Figur itu, Urie menyukai wajah tirusnya. Menyukai surai dwi warna yang kontras itu tersibak angin pagi. Menyukai lensa kelabu itu dibalik kacamata bundar. Menyukai raga itu menunggu segulung koran darinya sembari duduk menyesap kopi dengan kepulan uap tipis. Dan Urie sangat menyukai ketika ia menghampirinya dengan senyum manis dan berkata, "selamat pagi, Urie-kun. Seperti biasa, aku butuh segulung koran."
.
Tokyo Ghoul:re | Ishida Sui
Penulis tak mengambil keuntungan materiil dari publisitas fanfiksi ini
.
.
.
Kuncup-kuncup Sakura bermekaran, tiba musim semi. Sisa-sisa angin musim dingin masih bergelayut di udara, menembus serat-serat tebal jaket berbulu hingga menusuk tulang. Sesuatu yang biasa.

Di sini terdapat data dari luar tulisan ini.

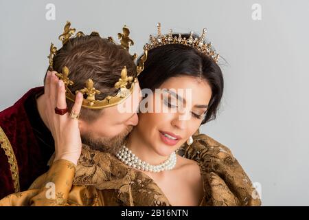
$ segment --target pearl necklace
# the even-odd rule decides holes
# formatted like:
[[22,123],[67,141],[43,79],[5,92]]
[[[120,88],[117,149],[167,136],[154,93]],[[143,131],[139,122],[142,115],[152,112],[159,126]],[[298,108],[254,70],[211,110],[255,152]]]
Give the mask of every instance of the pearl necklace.
[[137,157],[137,156],[133,153],[132,151],[124,145],[116,154],[116,157],[125,164],[130,167],[141,170],[154,173],[170,170],[175,167],[176,162],[176,153],[173,152],[170,154],[168,159],[163,163],[159,165],[150,165]]

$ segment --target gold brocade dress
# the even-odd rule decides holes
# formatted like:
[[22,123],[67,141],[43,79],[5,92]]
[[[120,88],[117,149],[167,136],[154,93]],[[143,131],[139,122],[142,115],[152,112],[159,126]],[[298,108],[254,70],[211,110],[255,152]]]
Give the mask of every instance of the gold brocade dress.
[[[197,133],[193,144],[184,144],[178,153],[200,166],[204,189],[200,206],[261,205],[249,178],[225,146]],[[50,183],[56,186],[54,194]],[[0,205],[171,206],[147,175],[86,145],[76,166],[64,160],[55,162],[28,190],[7,196]]]

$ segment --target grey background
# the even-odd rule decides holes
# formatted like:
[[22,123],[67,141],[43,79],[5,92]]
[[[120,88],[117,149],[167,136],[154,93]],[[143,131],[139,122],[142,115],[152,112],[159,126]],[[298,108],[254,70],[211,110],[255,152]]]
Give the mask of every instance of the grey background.
[[[56,6],[47,21],[45,6]],[[262,20],[251,19],[253,3]],[[156,23],[163,33],[201,32],[227,60],[225,91],[216,121],[202,127],[229,146],[264,206],[309,205],[308,1],[0,1],[0,111],[43,85],[50,42],[69,20],[77,31],[113,36],[124,24],[141,52]]]

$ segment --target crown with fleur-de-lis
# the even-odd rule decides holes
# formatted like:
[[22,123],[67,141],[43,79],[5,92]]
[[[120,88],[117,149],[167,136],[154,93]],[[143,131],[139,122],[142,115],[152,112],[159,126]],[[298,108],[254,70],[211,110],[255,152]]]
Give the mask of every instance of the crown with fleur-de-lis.
[[[126,50],[129,50],[129,47],[134,45],[134,42],[130,38],[130,30],[126,25],[122,28],[123,33],[118,33],[118,38],[120,40],[120,46]],[[71,23],[67,21],[65,25],[63,34],[59,36],[59,40],[62,42],[62,45],[67,43],[70,38],[73,36],[76,32],[75,28],[71,28]],[[75,37],[83,37],[85,34],[82,32],[78,32],[76,34]],[[100,37],[99,33],[97,32],[92,32],[90,36],[96,36]],[[109,42],[111,43],[116,44],[111,36],[107,38]],[[49,56],[47,58],[49,60],[49,70],[53,70],[53,60],[54,57],[56,56],[57,48],[51,43],[49,49]],[[133,59],[135,59],[137,55],[135,54],[132,56]],[[73,93],[70,89],[69,86],[72,85],[74,82],[69,79],[69,69],[67,67],[64,67],[62,69],[61,73],[56,73],[56,75],[61,80],[65,85],[66,89],[66,97],[67,99],[75,102],[76,94],[80,91],[83,95],[84,98],[82,101],[82,106],[87,109],[102,109],[106,107],[114,106],[119,104],[124,100],[126,100],[128,96],[132,94],[134,90],[134,85],[135,82],[137,82],[137,76],[144,70],[144,64],[147,59],[147,51],[145,50],[144,54],[139,58],[139,62],[137,65],[137,76],[136,77],[128,76],[128,72],[126,66],[124,67],[121,72],[121,78],[117,82],[115,83],[115,88],[119,89],[117,94],[114,96],[108,96],[105,97],[104,100],[98,100],[95,98],[96,95],[101,94],[101,91],[96,89],[94,87],[93,80],[91,78],[88,79],[85,82],[86,87],[82,89],[76,91]],[[128,86],[129,88],[127,88]]]
[[162,34],[161,32],[161,23],[157,24],[157,36],[150,36],[149,43],[146,43],[144,46],[144,50],[150,50],[151,49],[158,47],[169,44],[182,44],[189,47],[196,48],[200,52],[210,56],[216,63],[218,62],[220,55],[216,53],[216,50],[212,49],[211,43],[205,43],[205,38],[206,36],[206,29],[203,30],[203,33],[198,38],[193,37],[193,32],[190,32],[188,38],[182,37],[181,34],[178,36],[173,36],[173,31],[170,30],[168,34]]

Lain halnya dengan teman seapartemen-seperjuangan, Shirazu Ginshi, yang katanya mulai musim ini mau cari gebetan. Dikarenakan selama ini ia jokeness—jomblo kelewat ngeness, pakai dobel s biar berasa feel ngenesnya—yang sudah menahun itu untuk berubah status jadi in relationship. Kokoro-nya sudah tak sanggup, kata ia dengan mata berair karena mengiris bongkahan bawang bombay untuk sarapan waktu itu. Tak jarang pula ia meraung-raung bagai serigala kehilangan pasangan. Sesungguhnya Urie Kuki juga tak terlalu tahu apakah serigala itu bakal meraung karena kehilangan pasangan atau karena alasan lain. Toh, ia bukan serigala apalagi serigala berbulu domba, itu yang ia yakini.
Dan kawan seapartemen-seperjuangannya itu sudah meneriakinya untuk mencari mangsa ratusan kali. Tetapi Urie Kuki tetap tak acuh. Baginya kerja lebih utama, dapat promosi, gaji besar, hidup enak. Punya relasi khusus dengan seseorang itu urusan belakangan.
"Uuukh ... sepertinya aku tak enak badan."
"Itu karena kau mabuk semalam suntuk (bodoh)."
Shirazu Ginshi kini bergelung dalam selimut seperti ulat. Air mukanya membiru karena mual. Berapa kaleng bir yang ia tandaskan semalam?
"Ukh-huek! Urie, kawanku. Tolong gantikan aku untuk hari ini saja, ya?"
Dan kawannya itu punya kebiasaan jelek yang sulit dibinasakan. Menggantikan dirinya untuk menyebarkan gulungan koran di rute-rute tertentu. Setiap kali ia sakit atau karena hal lain, ia akan meminta Urie untuk menggantikan diri. Dan dengan senang hati Urie akan menyetejui dengan menerbangkan koran secara brutal. Tak jarang pula Shirazu mendapat teguran dari atasan dikarenakan diteror keluhan-keluhan dari pelanggan atas insiden lempar-koran-yang-sadis-entah-mendarat-di-mana.
"Tidak."
"Ugh! Ayolah, Urie. Aku janji ini kali terakhir," wajah Shirazu menyembul dari balik selimut berkulit zebra. "Ini rute baru yang aku dapatkan kemarin. Jika aku absen di rute baru ini, aku terancam dipecat."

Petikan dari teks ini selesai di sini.